South Africans could be forced to sell their crypto, gold, and forex to the government

New draft regulations published could require South African residents to sell their gold, foreign currency, or crypto assets to the National Treasury if they exceed a specific threshold set by the Finance Minister.

This proposal is contained in the draft Capital Flow Management Regulations, which were published by the National Treasury for public comment on 17 April 2026.

According to the Reserve Bank, these draft regulations form part of broader efforts to address gaps in South Africa’s current Exchange Control Regulations.

This includes gaps related to cross-border crypto asset transactions, and will complement existing regulation by the Financial Sector Conduct Authority and Financial Intelligence Centre. 

There are several proposals South African investors should take note of in these draft regulations, including the mandatory sale of gold, foreign currency, and crypto assets.

Under the proposed regulations, South African residents who obtain possession of, or the right to sell, these assets exceeding a determined threshold must declare and offer to sell them to the National Treasury or an authorised dealer within 30 days.

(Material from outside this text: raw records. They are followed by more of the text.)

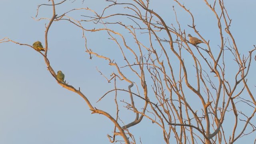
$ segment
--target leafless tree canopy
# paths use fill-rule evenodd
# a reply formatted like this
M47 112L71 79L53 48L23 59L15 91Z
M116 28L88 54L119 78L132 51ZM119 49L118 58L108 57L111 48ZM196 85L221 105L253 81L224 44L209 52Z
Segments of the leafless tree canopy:
M255 134L255 118L254 121L252 120L256 112L256 101L251 90L255 87L247 84L250 80L247 76L251 63L255 60L256 47L252 45L246 55L240 53L230 29L231 18L223 0L202 2L215 16L211 18L215 20L216 30L219 32L218 44L211 43L211 40L203 36L204 33L196 26L195 16L190 11L189 6L179 0L174 0L178 6L170 7L176 16L171 24L152 9L154 6L148 0L106 1L104 4L107 5L99 13L86 7L60 14L56 6L72 2L64 0L56 3L49 0L49 3L38 6L34 18L49 20L43 42L45 51L38 52L44 59L49 72L59 84L83 98L92 114L102 114L112 122L114 130L109 130L108 135L111 142L141 143L129 129L135 125L140 126L144 119L150 120L162 130L160 134L162 134L166 144L233 144L242 136ZM52 17L38 18L45 6L52 8ZM176 8L189 14L187 18L190 24L186 27L181 24ZM80 14L76 14L75 18L70 16L74 12ZM58 70L51 66L47 56L50 40L48 35L52 24L58 25L59 21L70 22L72 25L69 28L74 28L74 25L81 30L88 60L107 61L115 69L110 76L104 74L104 70L98 70L101 74L99 76L104 76L113 89L102 97L96 96L100 103L103 99L113 98L109 95L114 94L115 114L96 108L95 104L90 101L90 96L85 95L86 91L57 79ZM193 30L192 35L203 43L196 45L190 42L188 29ZM115 44L114 47L105 48L108 53L88 46L90 38L87 34L100 32L106 34L102 38ZM33 48L7 38L0 43L8 42ZM121 54L122 59L118 59L120 54L115 55L116 52ZM236 72L226 72L230 70ZM128 86L118 85L120 82ZM241 106L246 111L243 111ZM122 112L120 110L123 108L130 110L134 116L124 120L119 116ZM231 130L223 126L225 121L234 124ZM256 140L252 140L254 143Z

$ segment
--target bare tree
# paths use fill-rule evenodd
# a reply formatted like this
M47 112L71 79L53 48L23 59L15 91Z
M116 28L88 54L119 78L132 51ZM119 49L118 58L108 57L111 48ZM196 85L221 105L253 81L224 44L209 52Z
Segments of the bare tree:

This “determined threshold” will be set by the Finance Minister. The amount payable for the assets will be fixed by the Treasury or an authorised person, cannot be below the asset’s market value, and must be paid out in South African rand.

The mandatory sale requirement also kicks in if a person obtains a credit or balance in a foreign bank account that entitles them to receive payment in foreign currency or crypto assets.

It should be noted that gold, in the context of this requirement, excludes gold coins, jewellery, and artistic works.

The requirement also includes conditions regarding how the relevant individual must cooperate with the sale and prohibits unnecessary delays.

Under the proposed regulations, the relevant individual who is required to sell their assets will need to do “everything reasonably necessary” to transfer the assets to the buyer.

They are also forbidden to delay the receipt of payment or “frustrate the happening of a contingency”, unless they receive explicit permission to do so.

These proposed regulations are currently open for public comment until 18 May 2026.